Cruzando
el gran portalón se sintieron dos certeros tiros que le dejaron allí tendido al
sol. La
conciencia encadenada al cuerpo fláccido del prisionero se desprende cual tela
adhesiva de sus carnes, empujando el mejunje de maldad podrida y detrito humano
para erguirse en la atmósfera salpicada de sangre que rodea al cadáver. El
tiempo se ha detenido con un chirriar de frenos. Libres, las burbujas de la
conciencia restante se dispersan entre las moléculas de oxígeno que suben hasta
alcanzar la corriente que las mezcla en las nubes con moléculas de hidrógeno
millares de veces en un ciclo de lluvia, mar y río.
Tiempo,
silencio, inmovilidad casi perpetua. En la ciudad de Los Angeles nace un crío
de fuertes pulmones, ojos pardos, alma antigua. En otra parte de la ciudad una
escritora se rasca la cabeza buscando el hilo melódico de una narrativa que se
le escapa hace días. Desde su despacho, Eliana oye los pasos de Susana que se
acercan.
--¿Tienes
hambre, amor?
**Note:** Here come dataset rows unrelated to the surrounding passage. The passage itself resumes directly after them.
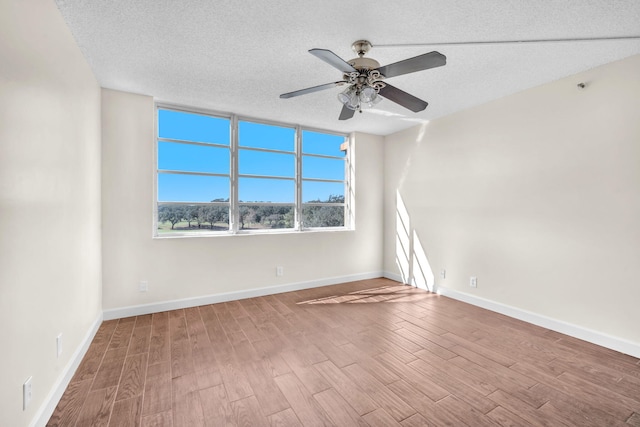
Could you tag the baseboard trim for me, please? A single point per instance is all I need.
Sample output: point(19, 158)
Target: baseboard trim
point(614, 343)
point(46, 410)
point(138, 310)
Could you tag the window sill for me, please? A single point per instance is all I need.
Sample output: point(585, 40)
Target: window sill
point(251, 233)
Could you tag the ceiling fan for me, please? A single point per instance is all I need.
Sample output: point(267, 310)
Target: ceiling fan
point(364, 77)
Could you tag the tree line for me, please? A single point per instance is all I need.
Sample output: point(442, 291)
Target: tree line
point(252, 216)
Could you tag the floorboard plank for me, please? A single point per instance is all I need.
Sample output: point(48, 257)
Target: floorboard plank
point(370, 352)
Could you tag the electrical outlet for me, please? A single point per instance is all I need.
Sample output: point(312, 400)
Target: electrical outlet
point(58, 345)
point(27, 392)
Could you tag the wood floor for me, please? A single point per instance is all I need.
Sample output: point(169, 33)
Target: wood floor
point(364, 353)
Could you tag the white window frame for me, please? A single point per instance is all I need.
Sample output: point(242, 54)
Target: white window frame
point(234, 176)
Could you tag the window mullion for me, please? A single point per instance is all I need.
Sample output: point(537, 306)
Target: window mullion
point(234, 209)
point(298, 199)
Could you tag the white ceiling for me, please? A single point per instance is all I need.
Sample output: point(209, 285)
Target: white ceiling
point(239, 55)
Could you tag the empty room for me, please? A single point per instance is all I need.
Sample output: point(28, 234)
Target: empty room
point(420, 213)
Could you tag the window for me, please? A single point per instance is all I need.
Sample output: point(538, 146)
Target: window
point(220, 174)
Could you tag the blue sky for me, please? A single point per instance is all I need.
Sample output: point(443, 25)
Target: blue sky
point(212, 159)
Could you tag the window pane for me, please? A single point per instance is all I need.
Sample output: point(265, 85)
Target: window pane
point(192, 127)
point(266, 190)
point(266, 217)
point(322, 143)
point(192, 219)
point(319, 167)
point(192, 188)
point(192, 158)
point(265, 163)
point(322, 192)
point(266, 136)
point(323, 216)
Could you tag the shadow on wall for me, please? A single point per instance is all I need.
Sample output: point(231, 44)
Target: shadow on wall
point(411, 257)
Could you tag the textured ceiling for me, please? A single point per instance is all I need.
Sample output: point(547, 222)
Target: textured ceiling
point(239, 56)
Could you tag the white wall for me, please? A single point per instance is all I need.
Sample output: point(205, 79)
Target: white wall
point(50, 274)
point(180, 268)
point(536, 194)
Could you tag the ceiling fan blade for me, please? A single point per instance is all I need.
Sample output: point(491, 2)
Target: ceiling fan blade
point(333, 60)
point(401, 97)
point(411, 65)
point(346, 113)
point(311, 89)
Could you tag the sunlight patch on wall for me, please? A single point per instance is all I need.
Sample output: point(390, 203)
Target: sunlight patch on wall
point(422, 276)
point(403, 239)
point(411, 257)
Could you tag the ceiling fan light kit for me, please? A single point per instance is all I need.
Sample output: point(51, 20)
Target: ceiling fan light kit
point(364, 78)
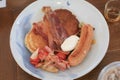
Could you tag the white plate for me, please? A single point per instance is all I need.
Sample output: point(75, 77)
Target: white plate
point(85, 12)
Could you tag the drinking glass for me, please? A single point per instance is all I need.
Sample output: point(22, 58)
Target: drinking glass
point(112, 10)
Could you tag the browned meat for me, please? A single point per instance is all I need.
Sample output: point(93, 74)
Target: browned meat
point(55, 27)
point(68, 20)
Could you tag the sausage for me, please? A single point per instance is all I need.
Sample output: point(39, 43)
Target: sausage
point(83, 46)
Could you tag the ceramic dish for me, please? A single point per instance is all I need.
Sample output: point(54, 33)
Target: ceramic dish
point(85, 12)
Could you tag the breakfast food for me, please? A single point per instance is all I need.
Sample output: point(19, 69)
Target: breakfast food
point(54, 41)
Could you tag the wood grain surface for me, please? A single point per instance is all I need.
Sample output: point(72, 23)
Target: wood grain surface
point(9, 70)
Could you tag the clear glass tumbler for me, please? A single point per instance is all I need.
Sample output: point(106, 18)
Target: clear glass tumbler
point(112, 10)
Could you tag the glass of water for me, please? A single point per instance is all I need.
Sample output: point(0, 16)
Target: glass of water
point(112, 10)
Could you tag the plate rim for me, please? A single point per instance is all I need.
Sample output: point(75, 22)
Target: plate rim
point(34, 75)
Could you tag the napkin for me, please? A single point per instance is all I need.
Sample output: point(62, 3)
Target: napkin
point(2, 3)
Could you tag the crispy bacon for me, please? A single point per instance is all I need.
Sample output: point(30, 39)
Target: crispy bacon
point(38, 30)
point(56, 29)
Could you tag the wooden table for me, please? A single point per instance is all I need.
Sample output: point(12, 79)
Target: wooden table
point(9, 70)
Te traje pan con tomate y queso y un café con leche...—
--Mmm,
qué rico. ¿Cómo sabías?-- Susana deja la bandeja sobre el escritorio y abraza a
Eliana, cubriéndole la frente de besos.
--Soy
adivina. Y, ¿cómo va ese cuento?
--¡Es
un desastre! No se me viene a la mente nada más que imágenes en blanco y negro.
Atardece.
El horizonte se enciende en una hojarasca. Eliana se pregunta por qué se
imagina escenas de una película en que un reo muere acribillado.